- Born: Robert John Lange 11 November 1948 (age 77) Mufulira, Northern Rhodesia
- Origin: Johannesburg, South Africa
- Genres: Rock; pop; glam metal; pop rock; country pop; country;
- Occupations: Record producer; songwriter;
- Years active: 1968–present
- Spouses: ; Stevie Vann ​(divorced)​ ; Olga Anthony ​(divorced)​ ; Shania Twain ​ ​(m. 1993; div. 2010)​ Marie-Anne Thiébaud;

= Mutt Lange =

South African record producer (born 1948)

Robert John "Mutt" Lange (/læŋ/ LANG; born 11 November 1948) is a South African record producer. He is known for his work in rock music as well as co-writing and producing various songs for Shania Twain, his ex-wife. Her 1997 album Come On Over, which Lange produced, is the best-selling country music album, the best-selling studio album by a female act, the best-selling album of the 1990s, and the ninth best-selling album from the United States. He has either been a producer for or worked for artists including AC/DC, Def Leppard, City Boy, the Michael Stanley Band, the Boomtown Rats, Foreigner, Outlaws, Michael Bolton, Heart, the Cars, Bryan Adams, Huey Lewis and the News, Billy Ocean, Celine Dion, Britney Spears, the Corrs, Maroon 5, Lady Gaga, Now United, Nickelback, and Muse.

== Early life ==
Robert John Lange was born in Mufulira, Northern Rhodesia (today Zambia), and grew up in Durban, South Africa. His parents are German. His mother came from a prosperous family, and his father was a mining engineer. Nicknamed "Mutt" at an early age, he grew up a fan of country music, in particular the singer Slim Whitman. While studying at Belfast High School in what is now Mpumalanga province, he started a band in which he played rhythm guitar and sang harmonies.

== Career ==
After his national service (1966–1967), Lange formed the band Sound Reason in 1969, together with James Borthwick, a South African TV, stage, and film actor. In 1971, Lange began the group Hocus, recording one album and releasing five singles.

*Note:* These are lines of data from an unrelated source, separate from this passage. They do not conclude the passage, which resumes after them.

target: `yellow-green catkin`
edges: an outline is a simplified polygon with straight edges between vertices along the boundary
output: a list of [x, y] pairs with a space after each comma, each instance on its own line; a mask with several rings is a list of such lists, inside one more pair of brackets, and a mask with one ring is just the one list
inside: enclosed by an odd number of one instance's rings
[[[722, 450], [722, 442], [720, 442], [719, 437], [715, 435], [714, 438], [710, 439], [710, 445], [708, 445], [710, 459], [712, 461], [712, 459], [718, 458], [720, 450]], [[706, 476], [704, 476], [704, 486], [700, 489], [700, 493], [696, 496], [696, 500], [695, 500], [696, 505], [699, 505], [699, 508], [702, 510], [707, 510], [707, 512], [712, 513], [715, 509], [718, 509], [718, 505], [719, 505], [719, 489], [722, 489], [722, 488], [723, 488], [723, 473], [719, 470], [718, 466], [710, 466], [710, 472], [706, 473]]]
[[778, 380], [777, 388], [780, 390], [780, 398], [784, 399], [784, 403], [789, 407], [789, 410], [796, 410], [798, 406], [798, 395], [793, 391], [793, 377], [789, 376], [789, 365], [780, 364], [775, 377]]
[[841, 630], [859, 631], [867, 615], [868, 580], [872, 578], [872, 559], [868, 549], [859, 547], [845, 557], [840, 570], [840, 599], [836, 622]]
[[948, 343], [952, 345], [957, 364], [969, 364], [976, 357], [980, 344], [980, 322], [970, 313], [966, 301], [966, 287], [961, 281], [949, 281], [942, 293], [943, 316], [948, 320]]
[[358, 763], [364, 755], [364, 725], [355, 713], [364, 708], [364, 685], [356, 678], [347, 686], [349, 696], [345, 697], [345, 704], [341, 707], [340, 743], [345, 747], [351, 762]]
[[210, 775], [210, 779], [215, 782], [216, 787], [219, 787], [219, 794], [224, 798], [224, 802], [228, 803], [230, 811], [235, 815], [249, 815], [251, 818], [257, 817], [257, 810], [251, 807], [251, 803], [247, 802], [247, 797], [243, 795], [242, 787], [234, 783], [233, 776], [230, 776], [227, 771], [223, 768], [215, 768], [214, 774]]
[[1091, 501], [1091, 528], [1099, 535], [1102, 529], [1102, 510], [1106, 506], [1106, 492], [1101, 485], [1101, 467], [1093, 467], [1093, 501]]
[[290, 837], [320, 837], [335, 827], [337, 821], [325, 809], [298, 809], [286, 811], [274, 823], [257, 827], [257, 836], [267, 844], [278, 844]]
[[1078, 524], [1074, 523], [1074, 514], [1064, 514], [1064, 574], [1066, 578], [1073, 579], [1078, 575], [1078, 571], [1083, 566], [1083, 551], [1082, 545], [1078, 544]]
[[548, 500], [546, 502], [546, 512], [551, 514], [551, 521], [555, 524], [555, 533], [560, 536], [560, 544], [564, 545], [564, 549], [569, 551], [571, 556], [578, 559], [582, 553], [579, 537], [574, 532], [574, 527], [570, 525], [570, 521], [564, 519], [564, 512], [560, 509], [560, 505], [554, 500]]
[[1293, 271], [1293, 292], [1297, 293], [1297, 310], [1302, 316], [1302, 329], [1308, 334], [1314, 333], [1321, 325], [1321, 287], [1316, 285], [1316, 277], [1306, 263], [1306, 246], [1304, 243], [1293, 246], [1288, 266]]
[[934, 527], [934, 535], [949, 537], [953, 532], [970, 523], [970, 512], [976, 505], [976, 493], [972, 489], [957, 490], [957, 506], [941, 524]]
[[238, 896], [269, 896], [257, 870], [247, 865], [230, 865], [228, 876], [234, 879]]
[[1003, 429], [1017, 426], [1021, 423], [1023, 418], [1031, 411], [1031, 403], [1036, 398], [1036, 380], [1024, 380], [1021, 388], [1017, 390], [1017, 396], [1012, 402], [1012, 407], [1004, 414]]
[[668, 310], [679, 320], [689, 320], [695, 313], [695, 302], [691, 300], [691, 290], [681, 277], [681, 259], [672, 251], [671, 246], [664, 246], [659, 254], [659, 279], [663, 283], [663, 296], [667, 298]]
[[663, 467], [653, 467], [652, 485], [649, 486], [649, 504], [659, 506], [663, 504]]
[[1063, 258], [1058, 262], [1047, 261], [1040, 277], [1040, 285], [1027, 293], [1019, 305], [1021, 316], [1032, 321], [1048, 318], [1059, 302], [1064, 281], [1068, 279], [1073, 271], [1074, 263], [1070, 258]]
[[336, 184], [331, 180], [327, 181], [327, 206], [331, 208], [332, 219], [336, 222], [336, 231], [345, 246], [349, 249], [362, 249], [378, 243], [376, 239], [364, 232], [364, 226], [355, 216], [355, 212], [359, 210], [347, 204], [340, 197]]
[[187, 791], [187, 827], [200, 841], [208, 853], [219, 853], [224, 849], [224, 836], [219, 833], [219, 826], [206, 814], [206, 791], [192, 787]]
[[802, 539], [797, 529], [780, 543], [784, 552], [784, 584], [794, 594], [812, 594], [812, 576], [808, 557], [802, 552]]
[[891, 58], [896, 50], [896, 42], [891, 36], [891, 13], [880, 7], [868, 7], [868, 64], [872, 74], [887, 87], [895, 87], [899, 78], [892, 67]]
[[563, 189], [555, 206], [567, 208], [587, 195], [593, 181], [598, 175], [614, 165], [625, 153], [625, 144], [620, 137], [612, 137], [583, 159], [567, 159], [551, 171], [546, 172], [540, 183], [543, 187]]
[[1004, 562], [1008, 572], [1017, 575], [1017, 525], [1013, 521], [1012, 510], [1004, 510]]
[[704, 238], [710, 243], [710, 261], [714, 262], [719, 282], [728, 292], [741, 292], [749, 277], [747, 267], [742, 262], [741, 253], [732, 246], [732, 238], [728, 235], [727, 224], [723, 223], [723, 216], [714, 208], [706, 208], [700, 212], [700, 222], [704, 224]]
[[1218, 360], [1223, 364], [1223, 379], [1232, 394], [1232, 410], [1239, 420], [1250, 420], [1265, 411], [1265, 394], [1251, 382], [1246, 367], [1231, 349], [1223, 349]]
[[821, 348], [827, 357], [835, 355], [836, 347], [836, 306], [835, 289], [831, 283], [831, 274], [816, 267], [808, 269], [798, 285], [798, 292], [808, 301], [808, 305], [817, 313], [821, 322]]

In 1978, Lange wrote and produced Ipswich Town's FA Cup Final single "Ipswich Get That Goal", his connection with the club due to their South Africa-born player Colin Viljoen. The song is derived from a previous recording, "Give That Thang to Me" by Paul Jones (1977), with some parts rearranged and new lyrics. Beginning production work in 1976, his first major hits came in October 1978 with the UK No. 1 single "Rat Trap" for the Boomtown Rats, followed in July 1979 with AC/DC's hard rock album Highway to Hell (No. 8 UK, No. 17 US). He produced a total of five albums for UK band City Boy from 1976 to 1979.

He produced two more albums with AC/DC, including Back in Black (1980), which is, as of 2026, the second-best-selling album of all time. He also worked with rock group Foreigner on 4, and with Def Leppard on their hit albums, High 'n' Dry, Pyromania, Hysteria and Adrenalize, co-writing most of the songs. After Hysteria, Lange bowed out of working with Def Leppard. In 1999, he returned to working with them in a more limited role, co-writing three tracks for their album Euphoria, which spawned the single "Promises", a Number 1 hit on the mainstream rock charts.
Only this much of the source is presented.